Jay Cooke was one of America's first great financiers, and was a technology leader who established the first investment bank that had all its branches and headquarters interconnected by telegraph – the internet of his day. At the start of the Civil War, the United States Secretary of the Treasury asked Jay Cooke to sell bonds that Congress had authorized to finance the Union Army, but which the government had been unable to sell. He designed innovative newspaper advertising to sell the bonds all over the Union States, and was spectacularly successful; it is estimated by economists that over three and 1/3 Trillion dollars of Civil War bonds in 2014 equivalent prices passed over his desk, which now stands in the church. Jay Cooke became known as "the Financial Savior of the Union."
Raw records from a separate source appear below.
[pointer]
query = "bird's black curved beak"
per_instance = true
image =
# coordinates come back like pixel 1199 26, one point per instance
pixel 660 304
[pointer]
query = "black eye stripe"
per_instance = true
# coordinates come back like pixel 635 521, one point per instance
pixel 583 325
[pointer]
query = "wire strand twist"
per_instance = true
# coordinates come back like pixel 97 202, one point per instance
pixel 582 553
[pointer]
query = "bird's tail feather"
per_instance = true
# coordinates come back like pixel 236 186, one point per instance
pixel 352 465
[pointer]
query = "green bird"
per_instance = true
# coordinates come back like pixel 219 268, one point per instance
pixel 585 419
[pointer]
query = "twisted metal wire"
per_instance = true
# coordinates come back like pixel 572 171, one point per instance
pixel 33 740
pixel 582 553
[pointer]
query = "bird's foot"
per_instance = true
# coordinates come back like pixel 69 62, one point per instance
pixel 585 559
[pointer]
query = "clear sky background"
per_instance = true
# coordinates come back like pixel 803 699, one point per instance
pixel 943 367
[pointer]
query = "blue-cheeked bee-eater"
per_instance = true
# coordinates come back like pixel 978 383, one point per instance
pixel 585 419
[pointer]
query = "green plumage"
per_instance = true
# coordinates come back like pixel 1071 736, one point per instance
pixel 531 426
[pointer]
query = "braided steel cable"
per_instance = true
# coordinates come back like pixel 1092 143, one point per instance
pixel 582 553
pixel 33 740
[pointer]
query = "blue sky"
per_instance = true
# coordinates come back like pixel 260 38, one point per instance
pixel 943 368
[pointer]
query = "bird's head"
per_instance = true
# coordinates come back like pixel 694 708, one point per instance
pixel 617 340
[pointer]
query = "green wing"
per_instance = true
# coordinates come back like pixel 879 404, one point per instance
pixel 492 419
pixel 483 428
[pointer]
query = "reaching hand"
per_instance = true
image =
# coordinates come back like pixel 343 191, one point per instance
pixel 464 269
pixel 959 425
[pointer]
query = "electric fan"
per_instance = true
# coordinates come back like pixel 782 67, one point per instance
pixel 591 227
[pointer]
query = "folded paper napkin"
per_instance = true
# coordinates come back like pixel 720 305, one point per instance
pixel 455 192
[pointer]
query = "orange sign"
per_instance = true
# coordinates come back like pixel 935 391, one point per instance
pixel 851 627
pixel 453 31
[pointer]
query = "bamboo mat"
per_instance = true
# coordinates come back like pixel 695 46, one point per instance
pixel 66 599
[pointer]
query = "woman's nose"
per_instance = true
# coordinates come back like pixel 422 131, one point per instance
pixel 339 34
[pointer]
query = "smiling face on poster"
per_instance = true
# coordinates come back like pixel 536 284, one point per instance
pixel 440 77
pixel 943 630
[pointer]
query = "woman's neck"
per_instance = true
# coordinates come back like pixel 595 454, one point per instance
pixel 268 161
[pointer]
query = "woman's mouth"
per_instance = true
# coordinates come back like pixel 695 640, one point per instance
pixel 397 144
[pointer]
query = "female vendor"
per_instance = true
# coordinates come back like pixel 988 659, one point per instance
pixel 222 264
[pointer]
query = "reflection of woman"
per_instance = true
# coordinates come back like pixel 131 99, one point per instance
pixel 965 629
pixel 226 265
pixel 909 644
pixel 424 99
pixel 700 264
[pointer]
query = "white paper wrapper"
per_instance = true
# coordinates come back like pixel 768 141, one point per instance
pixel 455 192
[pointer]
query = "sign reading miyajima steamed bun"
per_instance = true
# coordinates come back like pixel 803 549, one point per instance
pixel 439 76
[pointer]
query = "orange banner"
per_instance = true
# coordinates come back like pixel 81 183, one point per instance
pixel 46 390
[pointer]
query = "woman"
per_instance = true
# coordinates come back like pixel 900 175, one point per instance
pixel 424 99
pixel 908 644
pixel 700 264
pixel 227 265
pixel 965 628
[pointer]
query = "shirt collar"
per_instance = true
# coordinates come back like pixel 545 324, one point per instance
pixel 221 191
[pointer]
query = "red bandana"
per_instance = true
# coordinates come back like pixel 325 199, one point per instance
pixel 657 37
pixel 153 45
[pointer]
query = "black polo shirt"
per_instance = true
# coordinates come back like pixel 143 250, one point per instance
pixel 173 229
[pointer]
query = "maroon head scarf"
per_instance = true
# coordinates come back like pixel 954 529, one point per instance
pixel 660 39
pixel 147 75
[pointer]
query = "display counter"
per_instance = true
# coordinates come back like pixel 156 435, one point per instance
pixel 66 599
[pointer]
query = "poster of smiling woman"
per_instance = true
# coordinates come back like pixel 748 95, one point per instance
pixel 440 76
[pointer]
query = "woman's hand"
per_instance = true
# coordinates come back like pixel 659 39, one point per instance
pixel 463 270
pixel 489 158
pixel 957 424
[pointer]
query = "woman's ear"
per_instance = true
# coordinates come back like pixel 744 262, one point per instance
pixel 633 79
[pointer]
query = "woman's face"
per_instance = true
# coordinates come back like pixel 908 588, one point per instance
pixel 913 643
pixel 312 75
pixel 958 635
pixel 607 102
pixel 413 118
The Quaker Lucretia Mott - abolitionist, women’s rights activist, and social reformer, moved to the Chelten Hills from Philadelphia at the same time as did Jay Cooke, and they became neighbors and close friends. Jay Cooke was a devout Episcopalian, and was strongly influenced by Lucretia Mott's understanding of the "Inner Light" of religious experience. In turn, it is said that Lucretia Mott attended Jay Cooke's Bible study classes.
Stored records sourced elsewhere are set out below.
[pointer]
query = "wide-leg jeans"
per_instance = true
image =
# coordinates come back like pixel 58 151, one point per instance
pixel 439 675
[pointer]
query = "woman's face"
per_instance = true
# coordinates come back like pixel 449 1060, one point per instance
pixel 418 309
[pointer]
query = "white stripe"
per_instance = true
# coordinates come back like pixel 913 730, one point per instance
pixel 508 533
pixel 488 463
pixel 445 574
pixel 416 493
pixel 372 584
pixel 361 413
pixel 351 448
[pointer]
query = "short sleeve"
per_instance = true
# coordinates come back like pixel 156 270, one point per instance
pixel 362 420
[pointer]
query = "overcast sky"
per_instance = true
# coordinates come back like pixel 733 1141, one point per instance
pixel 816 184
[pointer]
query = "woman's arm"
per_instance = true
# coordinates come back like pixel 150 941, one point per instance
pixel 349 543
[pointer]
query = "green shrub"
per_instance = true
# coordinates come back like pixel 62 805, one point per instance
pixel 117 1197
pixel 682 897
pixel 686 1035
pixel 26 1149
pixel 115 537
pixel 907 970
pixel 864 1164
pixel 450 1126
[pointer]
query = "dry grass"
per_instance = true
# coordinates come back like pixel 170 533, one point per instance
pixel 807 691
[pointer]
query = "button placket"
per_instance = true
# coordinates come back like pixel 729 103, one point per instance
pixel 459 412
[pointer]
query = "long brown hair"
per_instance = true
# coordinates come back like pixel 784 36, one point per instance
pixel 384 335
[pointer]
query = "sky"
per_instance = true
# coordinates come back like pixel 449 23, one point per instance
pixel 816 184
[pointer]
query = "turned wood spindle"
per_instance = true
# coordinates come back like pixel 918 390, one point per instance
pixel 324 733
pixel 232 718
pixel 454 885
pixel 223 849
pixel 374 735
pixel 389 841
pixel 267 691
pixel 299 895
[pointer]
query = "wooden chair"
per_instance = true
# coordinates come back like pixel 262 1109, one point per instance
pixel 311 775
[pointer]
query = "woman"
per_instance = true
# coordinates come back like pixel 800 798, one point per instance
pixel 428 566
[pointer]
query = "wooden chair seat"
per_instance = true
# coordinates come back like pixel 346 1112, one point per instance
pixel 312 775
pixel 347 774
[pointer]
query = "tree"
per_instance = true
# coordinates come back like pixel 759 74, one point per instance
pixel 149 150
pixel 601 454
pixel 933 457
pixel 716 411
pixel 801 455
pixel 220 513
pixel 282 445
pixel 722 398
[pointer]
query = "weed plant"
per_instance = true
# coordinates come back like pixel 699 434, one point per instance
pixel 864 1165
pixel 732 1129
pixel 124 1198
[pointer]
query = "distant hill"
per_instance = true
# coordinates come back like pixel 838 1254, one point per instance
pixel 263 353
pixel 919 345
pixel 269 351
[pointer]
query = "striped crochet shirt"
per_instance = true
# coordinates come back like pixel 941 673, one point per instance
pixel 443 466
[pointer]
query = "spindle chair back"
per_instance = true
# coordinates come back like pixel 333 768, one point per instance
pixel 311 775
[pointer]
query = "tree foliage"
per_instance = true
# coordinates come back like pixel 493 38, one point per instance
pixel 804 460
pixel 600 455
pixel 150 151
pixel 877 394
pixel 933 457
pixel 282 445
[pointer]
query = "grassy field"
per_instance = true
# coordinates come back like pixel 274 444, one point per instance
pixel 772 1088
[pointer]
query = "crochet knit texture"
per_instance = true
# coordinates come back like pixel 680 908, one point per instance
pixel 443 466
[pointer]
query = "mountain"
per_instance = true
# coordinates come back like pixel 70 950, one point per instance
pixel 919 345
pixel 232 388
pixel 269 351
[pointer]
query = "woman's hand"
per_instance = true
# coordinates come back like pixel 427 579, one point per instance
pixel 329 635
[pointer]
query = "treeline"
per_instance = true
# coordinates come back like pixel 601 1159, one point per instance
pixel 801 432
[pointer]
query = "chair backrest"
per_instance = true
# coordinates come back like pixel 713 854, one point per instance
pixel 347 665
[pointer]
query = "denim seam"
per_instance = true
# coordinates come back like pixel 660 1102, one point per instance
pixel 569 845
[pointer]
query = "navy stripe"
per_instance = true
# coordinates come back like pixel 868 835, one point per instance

The Mott Family donated the land for Camp William Penn, the nearby, largest training ground for "Troops of Color" during the Civil War. St. Paul’s provided the only regular religious services at the camp throughout the Civil War, and it is said that the women of our church cared for sick soldiers there. The church continued Freedman's work in the early Reconstruction era, and Jay Cooke favored the Radical Republican, Salmon P. Chase, over Ulysses S. Grant, for President. Though there exists no documentation, church oral tradition has it that Jay and Lucretia had worked together on the Underground Railroad network which hid escaped slaves on their way to freedom on York Road, which led to New York. William Still, known as the Father of the Underground Railroad, became the provisioner of Camp William Penn and Harriet Tubman was known to travel the Old York Road as a "Captain" of the Underground Railroad. She sometimes stayed and rested at Lucretia Mott's house.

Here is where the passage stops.